What are we waiting for?

Category : General advice, Philosophy 27th April 2020


Inside Yoga 301 (27/4/2020)

Are you a habitual “waiter”? How much of your life do you spend waiting? It is not uncommon for people to spend their whole life waiting to start living.

These are comments made by the writer Eckhart Tolle in his book The Power of Now, and this morning while I was looking for ideas of something to write I came across the notes I had written when reading this book several years ago. As I read the notes, it struck me how relevant these comments are right now, especially as we now find ourselves in a mass “holding pattern” during the current lockdown due to Covid-19 pandemic. It was what Tolle wrote next which I felt important to share:

“Waiting is a state of mind. Basically, it means that you want the future; you don’t want the present. You don’t want what you’ve got, and you want what you haven’t got. With every kind of waiting, you unconsciously create inner conflict between your here and now, where you don’t want to be, and the projected future, where you want to be. This greatly reduces the quality of your life by making you lose the present.”

It is clear we do want the end of lockdown, and that is in the future, but what Tolle highlights is that faced with the present situation, why focus on the future so much, instead notice what we do have right now, especially the good stuff. For many of us, there are some positives about being in this surreal lockdown, like spending more time with our children, which is something we can look back, however long this lockdown lasts, and realise how precious those days were. Pets are enjoying all the attention they are getting from their owners with the lockdown, like our dog who is certainly one happy pet right now.

For others, during pre-lockdown (remember those days?) we would often complain that we didn’t have the time to do some DIY in the home, read certain books and watch a particular box set. Now we can.

Some of us have been able to pause and slow down our lifestyle, not our choice admittedly at the time, but we now are seeing our life more clearly, because this is what a pause can do: offer us the time to gain some clarity about our life in the same way meditation offers us the same insights. These insights will be laying the seeds of change where some of us will be thinking about how we could improve how we live not only now, but when we reach post-lockdown.

The quote from Tolle also highlights the futility of battling with something beyond our control, which is the lockdown, but is also the future.

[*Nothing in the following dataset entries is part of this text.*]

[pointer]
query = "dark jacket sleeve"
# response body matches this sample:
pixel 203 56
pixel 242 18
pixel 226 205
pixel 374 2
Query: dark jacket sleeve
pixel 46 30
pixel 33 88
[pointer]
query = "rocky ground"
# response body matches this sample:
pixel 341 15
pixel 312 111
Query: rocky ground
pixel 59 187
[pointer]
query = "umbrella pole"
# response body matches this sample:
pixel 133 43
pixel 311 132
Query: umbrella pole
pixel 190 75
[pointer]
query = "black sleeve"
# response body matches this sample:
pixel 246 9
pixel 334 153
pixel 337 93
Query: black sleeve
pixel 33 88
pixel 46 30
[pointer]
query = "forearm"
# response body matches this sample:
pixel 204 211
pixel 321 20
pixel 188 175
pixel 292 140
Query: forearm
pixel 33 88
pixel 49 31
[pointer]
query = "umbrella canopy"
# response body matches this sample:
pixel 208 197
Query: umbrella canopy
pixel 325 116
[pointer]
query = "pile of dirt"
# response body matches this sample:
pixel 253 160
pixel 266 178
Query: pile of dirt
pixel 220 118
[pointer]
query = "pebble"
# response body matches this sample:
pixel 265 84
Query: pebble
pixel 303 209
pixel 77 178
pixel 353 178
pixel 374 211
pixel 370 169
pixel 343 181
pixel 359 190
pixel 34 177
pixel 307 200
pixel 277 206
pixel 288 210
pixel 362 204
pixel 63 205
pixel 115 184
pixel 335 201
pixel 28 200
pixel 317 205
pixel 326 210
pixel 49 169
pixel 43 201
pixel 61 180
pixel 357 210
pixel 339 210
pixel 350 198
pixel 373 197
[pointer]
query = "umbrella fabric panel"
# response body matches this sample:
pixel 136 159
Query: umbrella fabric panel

As he writes: “With every kind of waiting, you unconsciously create inner conflict between your here and now, where you don’t want to be, and the projected future, where you want to be.”

Living in the present is the solution, tricky though it might be because we spend most of thinking time either in the past or future. With regards to what he mentions, we can plan our future, like how our life will be in the post lockdown, and we can think about what will happen, but there comes a point when we must stop those thoughts, and concentrate on living in the present. Like we do in meditation, we practice dropping the thoughts and returning to the silence. Here we focus on the present life.

Otherwise the repeated thinking of the future, waiting as Tolle describes it, will harm us. Instead, we can put the thoughts of a future in a mental folder to be dealt with when we get nearer to the time which stands distant in the future at present.

The current lockdown is teaching us to be patient and present, hard as it is, do we have a choice?